Aujourd’hui qu’attend-on d’une ministre, d’un député, d’une ou d’un maire ?
Qu’espère-t-on de l’Etat ?

Des incompréhensions, des insatisfactions, des griefs et des critiques, je le sais, s’expriment
au sein de la population.

Et là s’imposent la nécessité et le devoir de comprendre, d’écouter et d’entendre, de réfléchir
et d’agir.
Une nouvelle fois : agir !

Je crois en la sincérité des personnes qui s’engagent en politique.

Au travers de mon mandat, je mesure différemment la hauteur de l’obstacle, les contraintes et
les impuissances également, sans toutefois à chaque fois les excuser.

Mais ce dont je suis de plus en plus convaincue, c’est de la nécessité de favoriser et de vivre
des débats politiques vifs, francs clairs, respectueux entre législatif et exécutif, cela afin de
donner à la population le goût de s’intéresser à la chose publique et de bonnes raisons de
nous faire confiance.

L’année prochaine, nous aurons de nombreux dossiers à traiter.

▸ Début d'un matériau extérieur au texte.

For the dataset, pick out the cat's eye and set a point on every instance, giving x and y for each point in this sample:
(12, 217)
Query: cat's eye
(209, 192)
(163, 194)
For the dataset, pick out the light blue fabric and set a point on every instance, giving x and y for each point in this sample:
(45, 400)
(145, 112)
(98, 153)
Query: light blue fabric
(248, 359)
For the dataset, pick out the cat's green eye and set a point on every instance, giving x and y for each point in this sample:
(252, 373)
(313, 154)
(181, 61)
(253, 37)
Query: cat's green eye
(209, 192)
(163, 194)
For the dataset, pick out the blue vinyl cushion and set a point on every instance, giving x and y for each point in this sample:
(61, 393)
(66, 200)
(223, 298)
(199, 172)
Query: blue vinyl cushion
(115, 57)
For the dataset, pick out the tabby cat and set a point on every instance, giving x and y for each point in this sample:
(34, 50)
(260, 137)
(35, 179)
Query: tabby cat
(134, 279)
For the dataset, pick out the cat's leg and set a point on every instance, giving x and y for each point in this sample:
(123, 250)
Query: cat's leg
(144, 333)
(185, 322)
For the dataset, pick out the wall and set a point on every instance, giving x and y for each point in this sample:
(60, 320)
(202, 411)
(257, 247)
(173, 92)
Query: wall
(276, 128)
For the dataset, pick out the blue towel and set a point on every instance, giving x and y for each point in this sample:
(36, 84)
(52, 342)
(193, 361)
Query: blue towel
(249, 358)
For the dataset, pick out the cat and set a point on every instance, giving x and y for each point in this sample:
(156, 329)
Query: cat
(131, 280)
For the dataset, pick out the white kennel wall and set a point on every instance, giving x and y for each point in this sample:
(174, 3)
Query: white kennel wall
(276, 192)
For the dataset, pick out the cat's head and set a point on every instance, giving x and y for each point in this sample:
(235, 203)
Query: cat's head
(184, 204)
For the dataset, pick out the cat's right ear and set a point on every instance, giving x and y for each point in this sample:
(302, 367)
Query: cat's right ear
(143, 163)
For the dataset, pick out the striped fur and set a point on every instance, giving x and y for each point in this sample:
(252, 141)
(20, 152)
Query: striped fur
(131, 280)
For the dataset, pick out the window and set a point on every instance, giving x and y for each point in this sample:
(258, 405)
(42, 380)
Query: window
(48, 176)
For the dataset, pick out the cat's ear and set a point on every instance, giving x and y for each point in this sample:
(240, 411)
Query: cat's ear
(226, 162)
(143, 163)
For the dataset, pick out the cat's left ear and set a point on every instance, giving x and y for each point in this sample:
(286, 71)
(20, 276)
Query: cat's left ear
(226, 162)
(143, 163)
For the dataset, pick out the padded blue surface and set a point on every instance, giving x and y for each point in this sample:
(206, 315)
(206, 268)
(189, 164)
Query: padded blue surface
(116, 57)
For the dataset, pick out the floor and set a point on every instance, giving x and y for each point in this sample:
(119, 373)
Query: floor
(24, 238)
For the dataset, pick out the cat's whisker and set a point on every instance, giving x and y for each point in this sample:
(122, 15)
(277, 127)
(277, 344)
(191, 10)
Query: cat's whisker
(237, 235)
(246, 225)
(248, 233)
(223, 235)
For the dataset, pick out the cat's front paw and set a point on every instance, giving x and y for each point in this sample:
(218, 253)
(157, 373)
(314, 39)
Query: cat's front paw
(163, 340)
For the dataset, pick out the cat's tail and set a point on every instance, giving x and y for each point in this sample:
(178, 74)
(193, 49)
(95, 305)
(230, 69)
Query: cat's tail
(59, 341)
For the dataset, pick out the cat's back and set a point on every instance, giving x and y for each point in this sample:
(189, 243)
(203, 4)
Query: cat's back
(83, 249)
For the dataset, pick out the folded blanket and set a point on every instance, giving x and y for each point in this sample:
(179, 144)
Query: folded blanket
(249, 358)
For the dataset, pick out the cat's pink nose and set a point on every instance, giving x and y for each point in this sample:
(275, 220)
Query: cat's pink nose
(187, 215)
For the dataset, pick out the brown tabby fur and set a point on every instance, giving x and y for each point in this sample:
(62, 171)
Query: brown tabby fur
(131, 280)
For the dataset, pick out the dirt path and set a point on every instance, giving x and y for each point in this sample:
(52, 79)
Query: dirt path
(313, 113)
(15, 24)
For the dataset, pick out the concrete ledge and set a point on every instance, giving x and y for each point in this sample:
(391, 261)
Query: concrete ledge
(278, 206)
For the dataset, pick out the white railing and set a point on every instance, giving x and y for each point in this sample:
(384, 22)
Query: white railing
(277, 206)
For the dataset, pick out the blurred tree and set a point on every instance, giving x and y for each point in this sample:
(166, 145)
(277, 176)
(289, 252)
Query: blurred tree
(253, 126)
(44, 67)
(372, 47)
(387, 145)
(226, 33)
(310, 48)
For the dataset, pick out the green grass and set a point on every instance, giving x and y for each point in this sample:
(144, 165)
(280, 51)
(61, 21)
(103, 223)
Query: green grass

Que ce soit dans le cadre du
débat sur le budget ou de la répartition de l’excédent d’or de la BNS, j’en appelle par avance à
la sérénité face aux discussions futures, ce qui ne veut pas dire que les convictions doivent se
fondre dans une sorte de rituel consensuel contraire à nos intérêts.

Les stratégies d’évitement et les prévenances artificielles apportent rarement quelque chose
de bon à la démocratie et à l’image qu’elle renvoie à une population par nature plutôt
sceptique.

N’arrimons pas nos décisions au seul court terme mais donnons de la cohérence et de la force
à notre canton pour développer des projets.

En matière de changement, nous aurons également l’occasion de débattre du projet de
réforme de la formation.

Il nous appartiendra de savoir situer les intérêts des jeunes en formation, de porter attention à
la nécessité du renforcement de cette culture commune émergeant entre monde de la
formation professionnelle et monde des formations dites académiques, d’être attentifs aux
ressources à mettre à disposition pour maintenir et développer une formation de qualité dans
le Jura tout en en assurant la maîtrise des coûts.

Je terminerai en précisant que, comme d’autres collectivités publiques, nous avons à faire
face à une situation que je qualifierais d’austère.

Toutefois, face aux victimes de la guerre, de la faim, de catastrophes naturelles, face enfin
aux injustices ou barbaries qui s’abattent sur des milliers et des milliers de femmes et
d’enfants sur cette terre, je me dis régulièrement qu’ici dans le Jura tout ne va pas si mal, et
qu’ici plus qu’ailleurs nous nous devons non seulement de préserver, mais encore et surtout
de garantir une vie digne à chacune et à chacun (je pense notamment aux « working poor »).

Bourdieu, Morin, Petrella, ou encore Jacquard sont des auteurs qui tous portent une réflexion,
proposent des hypothèses de compréhension et d’action face aux problèmes de notre société.

En écho à leurs écrits, j’entends ces membres de la grande communauté humaine, par
exemple dans le cadre d’ATD Quart Monde, qui disent avec pudeur, parfois avec fatigue ou
amertume, parfois avec violence « aidez-nous à être des gens qui comptent » !

Pour moi, la politique s’inscrit dans une dimension de solidarité et de justice sociale.

Ce peut, ce doit être l’aiguillon véritable contre l’indifférence; une responsabilité, une énergie
qui nous met en lien avec nous-mêmes et avec autrui.

Et c’est dans le respect, la fierté et le bonheur de contribuer à l’action du gouvernement, avec
le soutien du Parlement, avec le soutien du personnel de l’administration cantonale et des
différentes écoles jurassiennes que je m’engage dans l’année qui s’ouvre à nous avec, à
l'esprit, un poème de Paul Eluard.

Bonne justice

C’est la chaude loi des hommes
Du raisin ils font du vin
Du charbon ils font du feu
Des baisers ils font des hommes

C’est la dure loi des hommes
Se garder intact malgré
Les guerres et la misère
Malgré les dangers de mort

C’est la douce loi des hommes
De changer l’eau en lumière
Le rêve en réalité
Et les ennemis en frères

Une loi vieille et nouvelle
Qui va se perfectionnant
Du fond du cœur de l’enfant
Jusqu’à la raison suprême.

Je vous souhaite de lumineuses fêtes de Noël et un joyeux Nouvel An. Santé et prospérité à
vous et à celles et ceux qui vous sont proches.